Qual a relação entre “investigação sobre formação histórica”, “ponto de vista hermenêutico” e “direito penal contemporâneo como ferramenta metodológica fundamental”? Como o direito penal contemporâneo pode ser uma ferramenta metodológica? Usarei direito penal contemporâneo como ferramenta metodológica para desenvolver meu trabalho. Desconheço essa ferramenta metodológica denominada direito penal contemporâneo.
As confusões metodológicas, porém, não param por ai...
Na Fl. 09, Mafei diz que a designada pesquisa “exige algum detalhamento metodológico, como também o exigem seus objetos e hipóteses”.
Onde está o detalhamento dos objetos? Onde está o detalhamento das hipóteses?
No que tange às hipóteses, talvez implícitas em algumas interrogações soltas ao longo do trabalho, não se percebe, claramente, tal detalhamento. Para se ter uma idéia, o candidato só retoma mais detidamente as suas denominadas hipóteses, de modo mais nítido, nas Fls. 340 e 341.
O problema metodológico mais latente, entretanto, certamente se relaciona a ausência de clareza quanto aos assim chamados objetos?
Qual o objeto do trabalho? Quais os objetos do trabalho? Eles não foram detalhados.
1. O objeto do trabalho, como parece sugerir o tema, é a teoria penal de Feuerbach e os juristas brasileiros do século XIX? Melhor perguntando: seria talvez a influência da teoria penal de Feuerbach nos juristas brasileiros do século XIX?
2. Ou o objeto seria “a construção do direito penal contemporâneo na obra de Feuerbach e sua consolidação entre os penalistas do Brasil”?

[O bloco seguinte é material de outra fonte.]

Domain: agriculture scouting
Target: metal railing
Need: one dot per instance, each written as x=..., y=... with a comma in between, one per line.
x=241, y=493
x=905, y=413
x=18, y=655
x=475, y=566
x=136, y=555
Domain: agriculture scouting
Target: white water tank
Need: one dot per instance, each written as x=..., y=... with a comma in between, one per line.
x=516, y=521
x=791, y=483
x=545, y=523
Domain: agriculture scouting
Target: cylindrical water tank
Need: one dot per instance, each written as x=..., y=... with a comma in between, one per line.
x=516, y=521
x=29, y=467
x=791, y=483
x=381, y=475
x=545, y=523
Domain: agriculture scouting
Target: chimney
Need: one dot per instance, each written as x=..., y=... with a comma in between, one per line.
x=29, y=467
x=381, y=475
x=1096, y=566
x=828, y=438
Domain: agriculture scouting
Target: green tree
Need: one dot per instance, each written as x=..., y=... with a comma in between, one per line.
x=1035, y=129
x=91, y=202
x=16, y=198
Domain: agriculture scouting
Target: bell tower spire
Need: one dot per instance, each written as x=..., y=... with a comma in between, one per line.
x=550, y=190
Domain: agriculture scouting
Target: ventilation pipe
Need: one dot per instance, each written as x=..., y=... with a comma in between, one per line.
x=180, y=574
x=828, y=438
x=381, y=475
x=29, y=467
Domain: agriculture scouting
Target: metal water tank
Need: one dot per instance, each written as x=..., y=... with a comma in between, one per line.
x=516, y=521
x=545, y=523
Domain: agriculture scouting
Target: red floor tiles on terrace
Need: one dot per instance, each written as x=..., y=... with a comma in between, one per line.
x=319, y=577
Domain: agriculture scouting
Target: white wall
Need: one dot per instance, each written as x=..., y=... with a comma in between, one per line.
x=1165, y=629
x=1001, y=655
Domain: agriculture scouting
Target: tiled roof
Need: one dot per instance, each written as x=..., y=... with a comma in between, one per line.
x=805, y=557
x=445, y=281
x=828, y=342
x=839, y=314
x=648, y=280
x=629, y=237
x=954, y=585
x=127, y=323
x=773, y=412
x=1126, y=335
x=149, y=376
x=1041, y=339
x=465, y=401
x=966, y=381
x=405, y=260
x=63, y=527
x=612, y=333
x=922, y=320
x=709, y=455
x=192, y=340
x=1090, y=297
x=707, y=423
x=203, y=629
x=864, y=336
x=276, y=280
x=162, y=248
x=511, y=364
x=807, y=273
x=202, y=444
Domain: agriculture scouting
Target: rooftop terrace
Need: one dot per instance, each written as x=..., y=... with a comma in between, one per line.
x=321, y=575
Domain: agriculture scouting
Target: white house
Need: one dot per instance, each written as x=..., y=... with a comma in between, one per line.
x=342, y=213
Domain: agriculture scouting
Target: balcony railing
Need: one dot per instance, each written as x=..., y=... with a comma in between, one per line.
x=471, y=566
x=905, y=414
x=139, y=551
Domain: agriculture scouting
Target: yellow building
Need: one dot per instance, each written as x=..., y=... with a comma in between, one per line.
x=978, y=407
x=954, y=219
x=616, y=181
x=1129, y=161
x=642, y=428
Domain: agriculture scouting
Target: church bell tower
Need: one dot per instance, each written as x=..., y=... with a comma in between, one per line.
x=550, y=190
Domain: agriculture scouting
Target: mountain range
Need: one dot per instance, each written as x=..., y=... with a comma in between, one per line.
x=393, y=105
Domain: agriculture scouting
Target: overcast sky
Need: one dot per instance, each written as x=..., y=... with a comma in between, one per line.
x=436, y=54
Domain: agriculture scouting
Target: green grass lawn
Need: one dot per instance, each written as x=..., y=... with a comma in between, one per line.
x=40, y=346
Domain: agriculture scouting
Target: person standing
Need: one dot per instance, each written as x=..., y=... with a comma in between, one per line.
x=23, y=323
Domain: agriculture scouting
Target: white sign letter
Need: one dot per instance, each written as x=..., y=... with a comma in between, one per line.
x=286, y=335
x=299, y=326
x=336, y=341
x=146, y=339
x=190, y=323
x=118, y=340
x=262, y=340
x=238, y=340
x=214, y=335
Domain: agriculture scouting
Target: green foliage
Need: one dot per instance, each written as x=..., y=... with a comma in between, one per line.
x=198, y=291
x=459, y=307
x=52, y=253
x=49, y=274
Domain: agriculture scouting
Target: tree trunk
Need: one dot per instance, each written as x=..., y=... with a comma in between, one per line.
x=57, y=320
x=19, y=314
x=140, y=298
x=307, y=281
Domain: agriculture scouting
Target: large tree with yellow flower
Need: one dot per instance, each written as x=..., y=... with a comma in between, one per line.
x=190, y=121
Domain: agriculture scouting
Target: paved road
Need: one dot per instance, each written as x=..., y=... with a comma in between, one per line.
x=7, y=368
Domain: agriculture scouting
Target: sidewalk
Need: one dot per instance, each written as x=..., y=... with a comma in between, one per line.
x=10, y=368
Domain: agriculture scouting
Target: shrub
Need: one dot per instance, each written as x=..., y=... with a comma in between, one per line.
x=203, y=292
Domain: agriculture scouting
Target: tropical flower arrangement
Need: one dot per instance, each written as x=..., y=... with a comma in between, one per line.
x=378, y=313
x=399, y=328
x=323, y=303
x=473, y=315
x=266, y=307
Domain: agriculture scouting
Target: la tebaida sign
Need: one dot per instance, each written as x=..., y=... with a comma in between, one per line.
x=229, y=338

Note-se que uma coisa é a influência de teoria penal de Feuerbach no pensamento dos juristas brasileiros do século XIX outra coisa bem diferente é a construção do direito penal contemporâneo na obra de Feuerbach e sua consolidação entre os penalistas do Brasil.
Ao ler o trabalho, contudo, fiquei pensando que o objeto talvez não seja necessariamente esse... talvez o objeto fosse
3. “a evolução do direito penal como disciplina autônoma”... suas origens européias e sua recepção no Brasil... ou algo similar a isso...
A complicação metodológica é tamanha que, talvez, se poderia tentar compreender como uma miscelânea disparatada de objetos sem precisão metodológica.
Porém, na fl. 351, ele fala em “objeto teórico-jurídico”, isto é, objeto no singular, e diz que a pesquisa teve por tema “a análise histórica da formação do direito penal contemporâneo”.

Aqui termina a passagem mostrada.